Цапкин меня не задирает, вообще старается не иметь со мной стычек. Пока другие трудятся в поте лица, Герасим трется в кабинете Дранкина. Где-то раздобыл ящик миндаля. «Из личных запасов…» «Не в службу, а в дружбу» помогает оформлять документацию. Герасим знает, где какая нужна скрепочка. Готов послужить и за курьера. Нужны бланки — Герасим в типографии. Он как-то незаметно превратился в личного секретаря Федора Федоровича. Ведет календарь, вызывает машину, напоминает, где какое совещание и когда следует быть. Дранкин окружен заботой, вниманием, теплом. А тепло делает человека ленивым. Кому такое не понравится?
Я знаю все приемы Герасима. Они грубы, прямолинейны, рассчитаны на людей мягких, податливых. Он уже отгородил от меня Федора Федоровича, блокировал. Теперь не спеша начнет опутывать других. Шепчется с «попугайчиками», уцелевшими кое-где в секторах, несмотря на пронесшиеся бури.
Рубцов, оторвавшись от расчетов, восклицает:
— Герасим Кузьмич! Наконец-то вернулись… Ну, как там погода в Ни… Ни?.. А мы совсем заскучали по вас.
Бочаров выдворяет Цапкина без церемоний:
— Посторонним вход в институт запрещен.
— Я член комиссии! Кто вы такой, чтобы мной командовать?
— Вот и работайте в комиссии, а здесь вам нечего делать.

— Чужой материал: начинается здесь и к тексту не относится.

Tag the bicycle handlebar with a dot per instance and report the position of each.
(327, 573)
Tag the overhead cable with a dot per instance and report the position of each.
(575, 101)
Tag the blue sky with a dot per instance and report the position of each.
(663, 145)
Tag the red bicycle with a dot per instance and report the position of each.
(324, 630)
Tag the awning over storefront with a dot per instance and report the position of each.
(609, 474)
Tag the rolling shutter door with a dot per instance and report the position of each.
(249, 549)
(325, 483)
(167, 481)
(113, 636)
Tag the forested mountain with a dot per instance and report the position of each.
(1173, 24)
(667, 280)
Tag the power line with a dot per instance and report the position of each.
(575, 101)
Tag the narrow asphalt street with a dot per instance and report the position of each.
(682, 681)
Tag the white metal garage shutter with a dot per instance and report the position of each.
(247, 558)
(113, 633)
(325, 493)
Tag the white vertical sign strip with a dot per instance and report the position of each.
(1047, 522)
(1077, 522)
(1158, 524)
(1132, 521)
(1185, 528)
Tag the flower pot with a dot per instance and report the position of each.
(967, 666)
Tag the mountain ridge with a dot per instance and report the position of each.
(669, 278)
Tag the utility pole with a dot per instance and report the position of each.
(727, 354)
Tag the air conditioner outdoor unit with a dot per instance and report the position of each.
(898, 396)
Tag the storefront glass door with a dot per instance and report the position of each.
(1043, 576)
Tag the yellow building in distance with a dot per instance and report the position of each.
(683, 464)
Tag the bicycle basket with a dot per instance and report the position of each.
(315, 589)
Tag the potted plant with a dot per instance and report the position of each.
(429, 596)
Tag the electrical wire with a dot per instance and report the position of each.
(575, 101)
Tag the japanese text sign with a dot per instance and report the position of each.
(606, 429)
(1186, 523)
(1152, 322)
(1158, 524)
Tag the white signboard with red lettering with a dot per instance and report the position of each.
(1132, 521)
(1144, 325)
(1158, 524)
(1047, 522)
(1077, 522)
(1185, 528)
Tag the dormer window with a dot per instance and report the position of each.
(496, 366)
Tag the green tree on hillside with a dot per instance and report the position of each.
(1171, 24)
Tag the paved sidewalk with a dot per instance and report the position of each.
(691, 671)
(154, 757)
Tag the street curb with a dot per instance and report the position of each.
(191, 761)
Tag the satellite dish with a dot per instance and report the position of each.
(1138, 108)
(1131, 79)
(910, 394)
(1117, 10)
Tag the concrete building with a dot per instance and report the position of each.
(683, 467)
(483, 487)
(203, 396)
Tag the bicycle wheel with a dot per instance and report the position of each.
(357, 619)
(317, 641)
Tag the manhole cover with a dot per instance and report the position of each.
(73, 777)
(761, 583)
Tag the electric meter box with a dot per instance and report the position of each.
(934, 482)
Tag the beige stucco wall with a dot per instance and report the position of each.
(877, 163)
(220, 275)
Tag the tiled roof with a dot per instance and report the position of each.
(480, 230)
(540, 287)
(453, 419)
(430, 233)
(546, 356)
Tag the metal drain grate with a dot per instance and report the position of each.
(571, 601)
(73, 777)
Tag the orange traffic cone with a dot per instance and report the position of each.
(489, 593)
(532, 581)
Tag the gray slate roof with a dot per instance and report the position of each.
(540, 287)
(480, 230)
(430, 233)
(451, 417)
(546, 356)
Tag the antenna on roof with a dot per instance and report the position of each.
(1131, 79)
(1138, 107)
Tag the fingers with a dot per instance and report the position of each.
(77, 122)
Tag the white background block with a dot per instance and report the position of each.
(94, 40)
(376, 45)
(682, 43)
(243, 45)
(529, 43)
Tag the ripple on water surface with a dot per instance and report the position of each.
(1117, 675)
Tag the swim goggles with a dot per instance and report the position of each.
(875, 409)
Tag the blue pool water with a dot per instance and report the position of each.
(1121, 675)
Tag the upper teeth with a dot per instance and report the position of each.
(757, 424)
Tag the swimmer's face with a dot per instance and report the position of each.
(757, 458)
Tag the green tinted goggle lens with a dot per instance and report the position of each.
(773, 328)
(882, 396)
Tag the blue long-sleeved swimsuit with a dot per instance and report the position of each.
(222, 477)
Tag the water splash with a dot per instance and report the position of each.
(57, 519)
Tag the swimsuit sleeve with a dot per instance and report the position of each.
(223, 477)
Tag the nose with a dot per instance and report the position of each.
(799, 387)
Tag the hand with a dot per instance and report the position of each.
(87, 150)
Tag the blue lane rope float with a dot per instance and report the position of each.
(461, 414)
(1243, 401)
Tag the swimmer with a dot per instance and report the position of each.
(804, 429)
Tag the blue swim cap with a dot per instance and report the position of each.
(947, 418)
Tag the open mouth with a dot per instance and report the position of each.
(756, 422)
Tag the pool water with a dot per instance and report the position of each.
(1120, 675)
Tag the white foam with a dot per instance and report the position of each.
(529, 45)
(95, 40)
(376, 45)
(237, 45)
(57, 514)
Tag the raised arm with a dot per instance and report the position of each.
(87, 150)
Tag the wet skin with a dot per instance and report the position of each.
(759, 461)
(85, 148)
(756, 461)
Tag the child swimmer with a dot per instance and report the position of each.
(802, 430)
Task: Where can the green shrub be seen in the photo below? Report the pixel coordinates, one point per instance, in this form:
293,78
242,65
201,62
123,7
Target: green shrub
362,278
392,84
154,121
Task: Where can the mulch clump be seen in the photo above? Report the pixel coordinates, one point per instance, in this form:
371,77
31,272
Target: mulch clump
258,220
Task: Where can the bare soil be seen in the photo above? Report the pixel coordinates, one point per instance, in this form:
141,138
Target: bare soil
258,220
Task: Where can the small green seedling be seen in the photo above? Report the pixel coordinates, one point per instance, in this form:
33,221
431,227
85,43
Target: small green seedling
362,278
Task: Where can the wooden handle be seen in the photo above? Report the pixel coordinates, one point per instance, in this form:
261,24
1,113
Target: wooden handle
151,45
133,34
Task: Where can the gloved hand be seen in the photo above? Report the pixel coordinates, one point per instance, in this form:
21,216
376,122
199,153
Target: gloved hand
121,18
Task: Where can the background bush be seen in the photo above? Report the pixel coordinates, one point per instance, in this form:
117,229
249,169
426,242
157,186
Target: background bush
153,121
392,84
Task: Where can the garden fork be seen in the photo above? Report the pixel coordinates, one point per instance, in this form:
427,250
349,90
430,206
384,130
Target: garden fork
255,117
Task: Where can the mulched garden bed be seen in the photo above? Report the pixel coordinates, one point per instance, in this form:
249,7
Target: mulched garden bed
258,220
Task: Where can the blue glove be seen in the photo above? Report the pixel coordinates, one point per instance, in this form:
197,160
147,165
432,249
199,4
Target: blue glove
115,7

Вахтер!.. Проводите гражданина.
17
Дранкин всего один раз появился на «территории». По-видимому, науськанный Цапкиным, он сказал всем нам, что работы ведутся медленно, без огонька и что следовало бы ввести в строй установку раньше намеченного срока. Такова была воля Подымахова.
Наседаю на Федора Федоровича:
— Значит, раньше срока? А потом накладывать заплатки в течение года? У нас не завод, где все налажено и давным-давно испытано.
Он не сдается:
— Воля покойного…
— Все! Ухожу в институт. Командуйте, выполняйте волю покойного, а я на себя такую ответственность взять не могу. При чем тут воля покойного? Сколько вам лет?
— Шестьдесят пять.
— А я считал вас значительно старше.
— Я так плохо выгляжу?
— В шестьдесят пять человек должен обладать холодным рассудком. Как по вашему, зачем все-таки за рубежом сооружают дорогие стальные оболочки?
Дранкин сразу сникает.
— И все-таки попрошу вас постараться. Традиция.
— Ладно. Постараемся. Только за пульт сядете вы.
Откуда у тихого, скромного Дранкина стремление к парадности? Приурочить… Установка создается годы и годы. По сути, только на монтаж изготовленных на заводах по типовому проекту конструкций нам потребовался год. Пуск установки еще ничего не означает. Будут переделки, смены отдельных узлов, устранение, возможно, крупных недостатков, которые выявятся в процессе испытаний и длительной работы. Установку создает не только наш институт. В нее вложены усилия многих промышленных и проектных организаций. И они трудились вовсе не для того, чтобы какой то Дранкин, имеющий к строительству весьма отдаленное отношение, мог где-то там «в верхах» с солидным видом доложить: «Физический пуск установки произведен раньше намеченного срока на четыре месяца. Мы приурочили ввод в действие…»
Мне и смешно и грустно.
Через день Федор Федорович сует бумажку:
— Вы официально утверждены первым оператором.
Еще одна осень. В аллеях парка будто прошлась огромная утка — на земле кленовые листья. Можно было бы назвать деревья индикаторами времен года, да что-то не хочется. В какие бы сверхмодные слова ни облекали мы простые представления, все равно сердце будет дрожать при шорохе каждого опадающего листа. Осень, осень… Та же боль, те же самые пустынные аллеи, хрусткие ветки, лиловые тени, заснувшая темная вода реки… Нет Зульфии. Осенью у людей бездонные души.